Marriage may have the power to `bring the horse to water’ but has it ever made him drink? Many love birds walks in marriage so drunk in love that they assume they have began a love-romance phase and shun marriage responsibilities. They expect so much from their partners while they give so little. For any marriage institution to learn smoothly the spouses must be ready to give and take. They must be ready to balance between work, friends, relatives and their spouses’ .Incorporate your partner in your hobbies -if they are different from your own
A girl-child is tired with the marriage confusion from a tender age. she is constantly told and re-told that marriage is her ultimate goal-thus all her energy in education and all other areas of life must be directed in achieving the best in her marriage, yet little is discussed fully and openly about the function as a wife and mother. She is kept in pitch darkness of her only assert in the competitive field-sex. She enters into life-long relations with a man only to find herself shocked.

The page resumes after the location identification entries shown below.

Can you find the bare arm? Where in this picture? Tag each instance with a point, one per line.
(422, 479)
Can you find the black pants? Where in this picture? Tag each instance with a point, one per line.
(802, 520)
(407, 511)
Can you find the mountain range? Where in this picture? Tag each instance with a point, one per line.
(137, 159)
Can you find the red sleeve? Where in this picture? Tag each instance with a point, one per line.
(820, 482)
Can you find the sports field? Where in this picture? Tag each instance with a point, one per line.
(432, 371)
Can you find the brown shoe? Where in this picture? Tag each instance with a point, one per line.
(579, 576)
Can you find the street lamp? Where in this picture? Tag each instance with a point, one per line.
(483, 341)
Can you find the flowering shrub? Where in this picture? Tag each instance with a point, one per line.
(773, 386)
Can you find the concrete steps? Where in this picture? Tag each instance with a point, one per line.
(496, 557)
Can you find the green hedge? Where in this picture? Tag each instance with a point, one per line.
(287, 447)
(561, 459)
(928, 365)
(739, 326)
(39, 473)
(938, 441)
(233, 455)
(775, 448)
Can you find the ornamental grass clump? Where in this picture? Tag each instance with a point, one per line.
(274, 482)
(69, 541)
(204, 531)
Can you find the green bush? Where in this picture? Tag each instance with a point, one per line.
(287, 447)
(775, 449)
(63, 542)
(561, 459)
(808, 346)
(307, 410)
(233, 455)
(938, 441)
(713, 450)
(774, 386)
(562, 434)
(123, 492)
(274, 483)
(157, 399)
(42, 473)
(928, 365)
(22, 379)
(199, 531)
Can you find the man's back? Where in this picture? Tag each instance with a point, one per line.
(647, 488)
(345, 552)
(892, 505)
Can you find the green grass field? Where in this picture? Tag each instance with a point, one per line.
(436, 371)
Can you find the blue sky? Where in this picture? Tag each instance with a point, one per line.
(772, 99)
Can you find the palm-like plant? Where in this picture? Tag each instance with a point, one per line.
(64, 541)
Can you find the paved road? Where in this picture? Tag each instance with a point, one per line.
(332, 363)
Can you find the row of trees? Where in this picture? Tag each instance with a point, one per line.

Most marriages are sex starved .A great marital disaster! When one spouse is sexually dissatisfied and the other is unconcern and uncaring, it deeply hurt the other partner. In a normal marriage couples fight about anything from `from why the tooth paste was left open to why your mum is coming over again’ but after the fight sex is known to soothe the bad feeling-kind of a new begging-a forgiving ritual ,but when one is deprived of even that, bitterness, resentment and desperation creep in and accumulate with time, leaving the starved partner with only two choices-an affair or divorce-most go for the former and the marriage take a zigzag routes.
Marriage is not a ritual or an end, advised Amybloom .It is a long intricate intimate dance together and nothing matters more than your own sense of balance and your choice of partner. If then you have the right dance partner why is it then so hard to balance the moves? Some find it easier to look for new dance partners rather than help their spouses in balancing, resulting to high records of divorce-a bitter marriage failure.
In ancient time divorce was a history word despite men heading, ruling and controlling a string of wives. They lived in different houses a clear indication of luck of intimacy romance and sex .They were so submissive and stern with their roles. Any duty from their husband was taken keenly with more fear than respect. More inferiority than love but marriages lasted till death struck.
Marriage and love have nothing in common despite that notion that they are synonymous. In fact they are as far apart as the poles are. Some marriages however are as a result of love but to others -the large number, love has been misunderstood, shunned and rarely takes root; if it does it soon withers and dies. It delicate fiber can not endure the stress and strain of the daily grind .The institution continues to learn with out it and introduce other subjects like; jealousy, mistrust, affairs .Soon the learning collapses but the institution continues for society opinion and children`s sake.